Não se pode dizer que a Igreja como um todo tenha sido responsável pelo caminho adotado a partir da Concordata. Vale inclusive lembrar que Ignazio Silone focaliza esse problema em Pão e Vinho, colocando o Padre Benedetto na aldeia, para onde vai praticamente exilado, a referir-se entre os camponeses ao Papa Pio XI chamando-o de Pôncio XI… A notícia se divulga e os cafoni, aturdidos, perguntarão uns aos outros se já ouviram falar que está sentado na cadeira de São Pedro um descendente de Pôncio Pilatos. Eis aí uma dura imagem que refletia o drama final da Igreja constantiniana.
Esse drama assumirá aspectos apocalípticos no pontificado seguinte, quando Pio XII levará a extremos a opção feita pelo seu antecessor. De tal maneira que se repetirá a imagem de Silone da comparação do Papa ao Procurador da Judeia. A comparação, tanto cruel quanto exata, foi retomada modernamente por Rolph Hochhuth em O Vigário. Nessa peça, surge no palco a figura de Pio XII. Frio e álgido, ele recebe a desesperada visita do padre que vem da Alemanha, onde luta contra os nazistas. Faz um apelo veemente ao Papa. Uma palavra sua, uma atitude do Vaticano, salvará a vida de milhões de pessoas. O massacre dos judeus não se consumará. Pio XII, com imponente rudeza, nega-se a tomar essa atitude. A cena se conclui com o Papa lavando as mãos diante do Padre desesperado, cuja mente recorda o drama dos campos de concentração e dos fornos crematórios. Pio XII lava as mãos diante de tudo isso. É como se estivesse no palco o próprio Pôncio Pilatos.

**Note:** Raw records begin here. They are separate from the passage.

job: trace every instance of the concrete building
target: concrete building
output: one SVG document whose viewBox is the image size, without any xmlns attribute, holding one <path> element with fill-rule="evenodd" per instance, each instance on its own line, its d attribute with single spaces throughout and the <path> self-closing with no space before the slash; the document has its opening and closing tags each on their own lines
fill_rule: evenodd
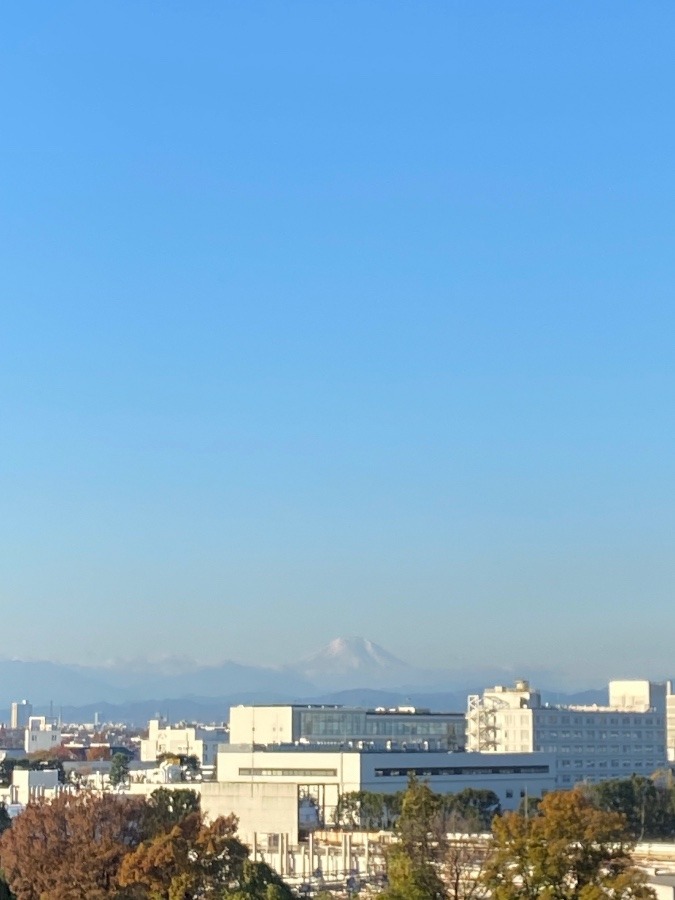
<svg viewBox="0 0 675 900">
<path fill-rule="evenodd" d="M 463 750 L 466 719 L 464 713 L 434 713 L 410 706 L 233 706 L 230 742 L 331 746 L 352 743 L 383 750 Z"/>
<path fill-rule="evenodd" d="M 216 764 L 219 744 L 228 739 L 227 729 L 204 725 L 167 725 L 160 719 L 148 723 L 148 736 L 141 741 L 141 762 L 155 762 L 158 756 L 196 756 L 202 768 Z"/>
<path fill-rule="evenodd" d="M 675 694 L 672 681 L 666 684 L 666 752 L 668 762 L 675 763 Z"/>
<path fill-rule="evenodd" d="M 555 758 L 546 753 L 345 750 L 257 744 L 229 744 L 218 752 L 219 785 L 248 785 L 251 789 L 265 784 L 293 785 L 296 815 L 302 803 L 308 801 L 319 811 L 320 824 L 327 825 L 334 821 L 341 794 L 362 790 L 393 794 L 406 789 L 411 774 L 443 794 L 458 793 L 468 787 L 485 788 L 494 791 L 503 809 L 517 809 L 523 797 L 539 797 L 555 789 Z"/>
<path fill-rule="evenodd" d="M 25 728 L 33 715 L 33 705 L 28 700 L 15 700 L 9 714 L 10 728 Z"/>
<path fill-rule="evenodd" d="M 610 681 L 609 708 L 626 712 L 666 713 L 666 696 L 670 682 L 646 680 Z"/>
<path fill-rule="evenodd" d="M 56 750 L 61 746 L 61 729 L 45 716 L 30 716 L 24 735 L 24 750 Z"/>
<path fill-rule="evenodd" d="M 469 697 L 468 749 L 555 754 L 560 788 L 664 768 L 665 685 L 616 681 L 609 696 L 603 707 L 548 706 L 527 681 L 497 685 Z"/>
</svg>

E não seria demais completar a imagem de Rolph Hochhuth com a outra de Shakespeare, porque Pio XII como Lady Macbeth poderia ter prosseguido a lavar as mãos, inutilmente, sem deixar de vê-las sempre manchadas de sangue.
Mas tudo isso será em breve um capítulo encerrado na História. O seu término ocorrerá quando a 30 de abril de 1945 um jovem soldado soviético hasteia a bandeira do seu país em Berlim, no topo do Reichstag.
A experiência de toda essa fase será da maior importância para as novas atitudes da Igreja, para quem restará do período anterior apenas o rebotalho do salazarismo e do franquismo na Península Ibérica. Vivendo novos tempos, impulsionada por novas forças geradas em seu próprio seio, a Igreja empreenderá a revisão de suas atitudes. E o fará em dimensões de inegável grandeza. A necessidade que tenha hoje de referência a tantos fatos negativos é imposta para tornar bem claro o que houve, quanto a uma tomada de consciência, a partir de João XXIII.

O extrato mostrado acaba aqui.